For a building that housed such an important event, the church today is quiet. Its spartan interior is frequented by a minority of townsfolk who practice the Catholic faith. Originally constructed between 1498 and 1504, the church has a mostly Gothic exterior, but with a visibly newer, Baroque front facade.
Piata Republicii, which stretches south from here for about half a mile, is a curious sort of town square: more like a long street that swells out into wider areas at two places. The northern of these, where the Catholic church sits, is flanked by pretty 18th-19th century buildings. On its west side are a two-star hotel and restaurant named Potaissa – an old name for the town – and a courthouse with a little squat clock tower.
Further south, but still in the northern half of Piata Republicii, several buildings have gateways leading to inner courtyards. One, on the east side, opens to a bustling marketplace.

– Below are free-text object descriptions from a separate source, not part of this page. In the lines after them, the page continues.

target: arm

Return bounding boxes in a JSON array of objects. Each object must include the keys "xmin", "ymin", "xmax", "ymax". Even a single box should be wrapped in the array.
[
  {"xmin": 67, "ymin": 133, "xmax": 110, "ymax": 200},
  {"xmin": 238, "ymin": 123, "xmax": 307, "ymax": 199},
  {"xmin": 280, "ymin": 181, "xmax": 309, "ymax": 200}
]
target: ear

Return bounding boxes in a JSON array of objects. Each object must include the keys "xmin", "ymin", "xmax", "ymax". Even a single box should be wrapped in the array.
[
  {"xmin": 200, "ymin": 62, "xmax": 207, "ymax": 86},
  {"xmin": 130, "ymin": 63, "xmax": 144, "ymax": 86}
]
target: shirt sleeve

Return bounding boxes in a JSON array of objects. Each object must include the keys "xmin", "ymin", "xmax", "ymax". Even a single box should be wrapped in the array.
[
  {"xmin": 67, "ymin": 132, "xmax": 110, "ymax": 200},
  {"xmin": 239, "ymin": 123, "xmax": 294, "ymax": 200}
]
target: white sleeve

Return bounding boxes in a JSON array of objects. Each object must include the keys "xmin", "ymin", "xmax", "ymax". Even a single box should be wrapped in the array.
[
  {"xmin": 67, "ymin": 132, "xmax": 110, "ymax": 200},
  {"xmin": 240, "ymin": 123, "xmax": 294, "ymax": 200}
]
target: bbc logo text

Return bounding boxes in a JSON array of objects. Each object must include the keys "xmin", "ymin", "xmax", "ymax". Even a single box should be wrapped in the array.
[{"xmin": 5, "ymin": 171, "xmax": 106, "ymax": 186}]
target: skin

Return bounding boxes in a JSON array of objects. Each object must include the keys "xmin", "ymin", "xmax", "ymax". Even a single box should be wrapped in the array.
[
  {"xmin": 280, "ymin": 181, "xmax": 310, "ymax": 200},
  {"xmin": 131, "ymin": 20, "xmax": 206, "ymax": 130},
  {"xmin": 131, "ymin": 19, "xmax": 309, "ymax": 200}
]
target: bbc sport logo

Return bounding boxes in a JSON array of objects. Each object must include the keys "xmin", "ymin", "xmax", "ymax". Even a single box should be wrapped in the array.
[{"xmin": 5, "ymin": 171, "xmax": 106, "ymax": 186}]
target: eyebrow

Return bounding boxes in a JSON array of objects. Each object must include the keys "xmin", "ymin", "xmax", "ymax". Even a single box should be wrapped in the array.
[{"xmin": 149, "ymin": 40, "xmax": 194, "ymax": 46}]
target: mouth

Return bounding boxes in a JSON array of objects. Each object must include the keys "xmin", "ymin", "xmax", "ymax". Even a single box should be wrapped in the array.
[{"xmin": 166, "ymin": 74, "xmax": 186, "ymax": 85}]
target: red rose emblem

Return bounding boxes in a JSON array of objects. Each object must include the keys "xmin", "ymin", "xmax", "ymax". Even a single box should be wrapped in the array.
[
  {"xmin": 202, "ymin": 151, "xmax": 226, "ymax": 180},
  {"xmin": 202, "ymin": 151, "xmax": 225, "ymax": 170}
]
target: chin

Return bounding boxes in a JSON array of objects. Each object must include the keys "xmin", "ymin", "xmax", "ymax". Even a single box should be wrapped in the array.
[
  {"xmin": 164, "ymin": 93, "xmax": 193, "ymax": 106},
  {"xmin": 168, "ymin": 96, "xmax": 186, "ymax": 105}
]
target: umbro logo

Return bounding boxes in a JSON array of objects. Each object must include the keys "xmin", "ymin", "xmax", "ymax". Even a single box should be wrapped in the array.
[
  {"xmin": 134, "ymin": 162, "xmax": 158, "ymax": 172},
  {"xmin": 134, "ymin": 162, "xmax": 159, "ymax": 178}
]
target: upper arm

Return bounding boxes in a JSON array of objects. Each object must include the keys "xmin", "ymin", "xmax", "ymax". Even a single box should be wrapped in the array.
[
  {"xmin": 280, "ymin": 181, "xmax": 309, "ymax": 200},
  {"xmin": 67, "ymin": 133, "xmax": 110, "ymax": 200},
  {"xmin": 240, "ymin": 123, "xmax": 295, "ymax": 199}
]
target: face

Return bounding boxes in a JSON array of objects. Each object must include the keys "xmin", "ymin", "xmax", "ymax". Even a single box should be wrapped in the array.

At the midpoint of Piata Republicii, a street named Strada Sterca Sulutiu leads eastward to the Hunter Prince and Dracula Castle. Besides being a four-star hotel and restaurant, this is a tourist attraction in its own right: a deliberately over-the-top fantasy version of a medieval hunter’s lodge or vampire’s den. Questions of esthetic taste aside, Hunter Prince is the best eatery in Turda, offering game meats including boar, bear, ram and quail in some imaginative ensembles. Some involve fruit garnishes like apples and raisins.
Toward the south end of Piata Republicii is a little park, the town hall, and two more churches, both better attended than the Catholic one. The Reformed (Calvinist) is the biggest church, and perhaps the most attractive in its austere way. It’s a Gothic edifice, first constructed in about 1400. Its simple, white, pointed spire is almost 200 feet tall. The church is surrounded by nice lawns and rose beds.
The Orthodox church serves ethnic Romanians, the majority of Turda’s 60,000 residents, today. Its exterior glistens with silver domes, and its interior is no less impressive, adorned with colorful paintings and imposing icons. Elegant arches and pillars support upper galleries. It’s all quite new, but done in the age-old style. This is an unusual Orthodox church in that it has a pulpit. It is rarely used because, in Orthodox services, priests stand at the front leading chants rather than stepping up to deliver sermons. Another unusual touch for an Orthodox church is that a choir of male and female singers, led by a conductor, sometimes stands on the gallery at the west end, backing up the congregation in the responses to the priests’ chants.
Turda is 16 miles from the major city of Cluj, and a main road connects them. If you’re not driving, it’s worth knowing that Turda is not on a train line. Trains from Cluj stop at nearby Campia Turzii, and frequent buses run to Turda from a stop near Campia Turzii’s train station.